Fokus pada Infrastruktur Dasar
Proyek ini dirancang untuk meningkatkan kualitas hidup masyarakat melalui penyediaan akses yang lebih layak terhadap kebutuhan pokok perkotaan. Jalan lingkungan, saluran drainase, dan sistem penerangan umum menjadi prioritas utama dalam tahap awal pengerjaan. Langkah ini diambil setelah pemkot melakukan pemetaan terhadap titik-titik yang selama ini minim sentuhan pembangunan.

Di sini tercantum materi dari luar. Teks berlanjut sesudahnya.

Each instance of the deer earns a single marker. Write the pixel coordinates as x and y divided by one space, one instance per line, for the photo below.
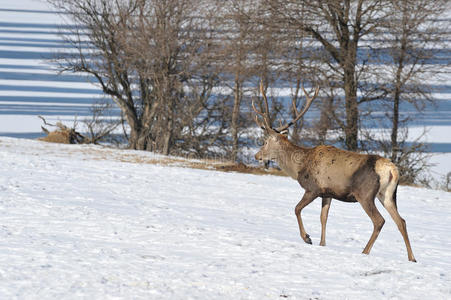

Sejumlah warga mengaku sudah lama menanti campur tangan pemerintah karena kondisi jalan yang rusak dan buruknya aliran air saat musim hujan. Dengan adanya perbaikan ini, mobilitas harian diharapkan dapat berjalan lebih lancar dan risiko banjir bisa ditekan secara signifikan.
Dampak Sosial dan Ekonomi
Selain memperbaiki wajah kampung, pembangunan infrastruktur juga bertujuan memicu pertumbuhan ekonomi skala mikro. Akses jalan yang lebih baik akan mempermudah distribusi barang dan jasa, terutama bagi pelaku usaha kecil di sekitar permukiman. Pemerintah kota meyakini bahwa lingkungan yang tertata rapi dapat menarik lebih banyak aktivitas ekonomi dan meningkatkan nilai properti warga.

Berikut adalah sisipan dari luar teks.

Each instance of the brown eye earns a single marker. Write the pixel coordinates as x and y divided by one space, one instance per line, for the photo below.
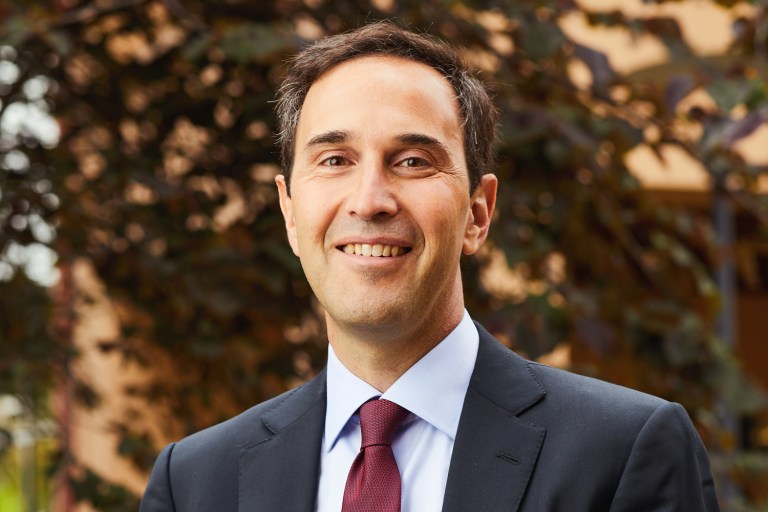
413 161
333 161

Program serupa sebenarnya telah dijalankan di beberapa kelurahan lain, namun Keranggan mendapatkan perhatian khusus karena kepadatan penduduk dan letak geografisnya yang strategis di Kecamatan Setu. Dengan infrastruktur yang memadai, kawasan ini diharapkan mampu menjadi contoh percontohan transformasi kampung kota di Tangerang Selatan.

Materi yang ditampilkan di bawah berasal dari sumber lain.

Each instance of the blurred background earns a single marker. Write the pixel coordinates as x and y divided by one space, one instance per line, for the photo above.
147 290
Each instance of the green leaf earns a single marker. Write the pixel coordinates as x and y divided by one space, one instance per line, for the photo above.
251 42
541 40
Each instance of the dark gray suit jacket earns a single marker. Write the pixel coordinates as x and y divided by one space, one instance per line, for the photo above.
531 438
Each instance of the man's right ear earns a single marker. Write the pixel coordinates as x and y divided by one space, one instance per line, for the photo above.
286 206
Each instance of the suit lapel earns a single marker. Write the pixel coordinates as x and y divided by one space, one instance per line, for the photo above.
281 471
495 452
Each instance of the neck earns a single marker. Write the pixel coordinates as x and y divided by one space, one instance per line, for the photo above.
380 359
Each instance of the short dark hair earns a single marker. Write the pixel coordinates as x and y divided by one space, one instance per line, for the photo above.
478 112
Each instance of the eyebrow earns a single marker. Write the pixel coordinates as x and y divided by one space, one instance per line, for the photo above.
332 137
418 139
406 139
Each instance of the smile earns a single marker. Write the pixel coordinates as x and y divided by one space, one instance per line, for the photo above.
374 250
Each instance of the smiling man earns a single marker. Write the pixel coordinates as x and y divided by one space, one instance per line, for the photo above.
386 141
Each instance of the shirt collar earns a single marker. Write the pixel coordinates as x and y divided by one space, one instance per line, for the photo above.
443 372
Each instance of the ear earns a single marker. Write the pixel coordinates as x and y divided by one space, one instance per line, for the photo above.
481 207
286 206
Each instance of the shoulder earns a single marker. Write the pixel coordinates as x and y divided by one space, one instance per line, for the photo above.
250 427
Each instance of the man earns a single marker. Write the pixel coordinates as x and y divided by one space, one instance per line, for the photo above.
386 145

Rencana Pengembangan Lanjutan
Pemerintah Kota Tangerang Selatan juga menyiapkan rencana pengembangan ruang terbuka hijau dan fasilitas sanitasi komunal sebagai bagian dari tahap berikutnya. Kolaborasi dengan tokoh masyarakat dan kelompok pemuda setempat terus dijalin agar pembangunan sesuai dengan kebutuhan riil di lapangan. Pengawasan ketat terhadap kualitas material dan pengerjaan dijanjikan berjalan transparan demi hasil yang tahan lama.
Warga mengapresiasi langkah cepat pemkot meskipun sejumlah pihak berharap agar pemeliharaan fasilitas setelah pembangunan juga menjadi perhatian serius. Evaluasi rutin dijadwalkan setiap enam bulan untuk memastikan semua infrastruktur yang telah dibangun berfungsi optimal dan tidak terbengkalai.